A Systems Genetics Approach Identified GPD1L and its Molecular Mechanism for Obesity in Human Adipose Tissue.

To explore novel molecular mechanisms underlying obesity, we applied a systems genetics framework to integrate risk genetic loci from the largest body mass index (BMI) genome-wide association studies (GWAS) meta-analysis with mRNA and microRNA profiling in adipose tissue from 200 subjects. One module was identified to be most significantly associated with obesity and other metabolic traits. We identified eight hub genes which likely play important roles in obesity metabolism and identified microRNAs that significantly negatively correlated with hub genes. This module was preserved in other three test gene expression datasets, and all hub genes were consistently downregulated in obese subjects through the meta-analysis. Gene GPD1L had the highest connectivity and was identified a key causal regulator in the module.
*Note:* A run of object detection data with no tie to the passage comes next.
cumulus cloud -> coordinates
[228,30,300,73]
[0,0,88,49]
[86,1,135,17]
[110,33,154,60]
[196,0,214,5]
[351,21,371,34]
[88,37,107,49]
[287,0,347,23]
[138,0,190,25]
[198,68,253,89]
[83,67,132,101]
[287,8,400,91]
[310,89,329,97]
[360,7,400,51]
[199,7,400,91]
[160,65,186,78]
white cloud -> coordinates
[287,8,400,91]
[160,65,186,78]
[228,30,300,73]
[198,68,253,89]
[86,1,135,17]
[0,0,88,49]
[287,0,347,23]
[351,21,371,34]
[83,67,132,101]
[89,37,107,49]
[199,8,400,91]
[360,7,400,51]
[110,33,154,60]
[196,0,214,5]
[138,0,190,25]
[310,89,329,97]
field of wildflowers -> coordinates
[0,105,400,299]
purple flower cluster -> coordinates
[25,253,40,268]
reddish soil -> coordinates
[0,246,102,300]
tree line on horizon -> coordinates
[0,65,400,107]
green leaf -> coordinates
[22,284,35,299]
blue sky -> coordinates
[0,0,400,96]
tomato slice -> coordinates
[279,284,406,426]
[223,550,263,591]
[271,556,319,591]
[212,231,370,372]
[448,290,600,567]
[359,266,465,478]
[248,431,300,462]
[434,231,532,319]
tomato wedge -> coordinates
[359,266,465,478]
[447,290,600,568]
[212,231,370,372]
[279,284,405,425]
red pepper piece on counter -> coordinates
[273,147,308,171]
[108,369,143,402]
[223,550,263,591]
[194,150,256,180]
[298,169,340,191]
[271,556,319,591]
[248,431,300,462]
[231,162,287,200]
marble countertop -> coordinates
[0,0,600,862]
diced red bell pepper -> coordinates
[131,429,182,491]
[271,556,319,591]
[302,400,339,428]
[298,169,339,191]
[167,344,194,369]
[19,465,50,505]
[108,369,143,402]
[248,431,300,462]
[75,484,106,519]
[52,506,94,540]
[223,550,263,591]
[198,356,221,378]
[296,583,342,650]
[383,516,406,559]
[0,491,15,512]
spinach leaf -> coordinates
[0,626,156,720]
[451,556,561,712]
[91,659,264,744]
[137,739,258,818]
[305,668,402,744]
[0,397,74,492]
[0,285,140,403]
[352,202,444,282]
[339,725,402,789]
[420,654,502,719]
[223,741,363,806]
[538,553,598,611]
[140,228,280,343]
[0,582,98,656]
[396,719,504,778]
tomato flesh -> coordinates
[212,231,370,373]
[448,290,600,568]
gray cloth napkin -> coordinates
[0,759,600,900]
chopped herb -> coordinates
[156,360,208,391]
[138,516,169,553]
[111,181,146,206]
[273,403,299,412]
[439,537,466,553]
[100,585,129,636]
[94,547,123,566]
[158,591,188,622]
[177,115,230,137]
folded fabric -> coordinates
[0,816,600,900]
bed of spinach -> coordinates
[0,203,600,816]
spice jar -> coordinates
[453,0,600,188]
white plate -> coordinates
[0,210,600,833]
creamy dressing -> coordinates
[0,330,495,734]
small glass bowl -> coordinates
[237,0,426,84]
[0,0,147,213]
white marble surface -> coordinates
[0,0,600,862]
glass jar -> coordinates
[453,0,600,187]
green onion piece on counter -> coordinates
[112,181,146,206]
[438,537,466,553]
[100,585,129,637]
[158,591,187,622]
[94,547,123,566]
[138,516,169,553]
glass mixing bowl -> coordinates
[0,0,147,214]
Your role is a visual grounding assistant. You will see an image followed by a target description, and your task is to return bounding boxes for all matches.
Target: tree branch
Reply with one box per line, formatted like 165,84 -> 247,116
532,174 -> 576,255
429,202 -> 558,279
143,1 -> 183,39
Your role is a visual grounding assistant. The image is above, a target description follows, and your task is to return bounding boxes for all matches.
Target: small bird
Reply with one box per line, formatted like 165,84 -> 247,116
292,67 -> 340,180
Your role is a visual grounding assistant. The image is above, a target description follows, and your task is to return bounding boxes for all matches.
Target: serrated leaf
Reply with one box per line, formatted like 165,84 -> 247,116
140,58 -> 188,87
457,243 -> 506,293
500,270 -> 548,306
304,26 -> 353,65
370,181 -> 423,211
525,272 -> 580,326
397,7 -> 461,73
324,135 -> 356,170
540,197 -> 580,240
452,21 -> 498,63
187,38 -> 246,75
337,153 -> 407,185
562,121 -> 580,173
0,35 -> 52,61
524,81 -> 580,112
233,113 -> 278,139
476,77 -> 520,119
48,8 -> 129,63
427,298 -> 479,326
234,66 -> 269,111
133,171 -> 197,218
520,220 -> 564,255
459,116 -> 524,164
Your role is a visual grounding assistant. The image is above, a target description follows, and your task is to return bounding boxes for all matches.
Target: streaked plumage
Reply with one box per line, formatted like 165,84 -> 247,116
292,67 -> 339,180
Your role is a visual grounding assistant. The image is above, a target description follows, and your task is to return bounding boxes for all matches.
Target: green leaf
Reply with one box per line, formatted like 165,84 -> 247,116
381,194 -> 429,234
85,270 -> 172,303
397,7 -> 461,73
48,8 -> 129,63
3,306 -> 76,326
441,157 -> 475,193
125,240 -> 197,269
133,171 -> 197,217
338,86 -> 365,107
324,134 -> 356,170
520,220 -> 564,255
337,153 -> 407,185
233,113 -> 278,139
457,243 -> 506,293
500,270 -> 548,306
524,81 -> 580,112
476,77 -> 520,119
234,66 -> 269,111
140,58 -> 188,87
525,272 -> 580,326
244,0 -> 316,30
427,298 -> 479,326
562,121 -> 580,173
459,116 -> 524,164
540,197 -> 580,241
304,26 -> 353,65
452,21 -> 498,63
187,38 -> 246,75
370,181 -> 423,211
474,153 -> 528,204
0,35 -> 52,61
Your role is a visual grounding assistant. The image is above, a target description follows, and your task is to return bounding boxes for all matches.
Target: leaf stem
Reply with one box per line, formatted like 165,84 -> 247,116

Gene GPD1L was significantly negatively correlated with the expression of miR-210, which was experimentally validated that miR-210 regulated GPD1L protein level through direct interaction with its mRNA three prime untranslated region (3'-UTR). GPD1L was found to be upregulated during weight loss and weight maintenance induced by low calorie diet (LCD), while downregulated during weight gain induced by high-fat diet (HFD). The results indicated that increased GPD1L in adipose tissue may have a significant therapeutic potential in reducing obesity and insulin resistance.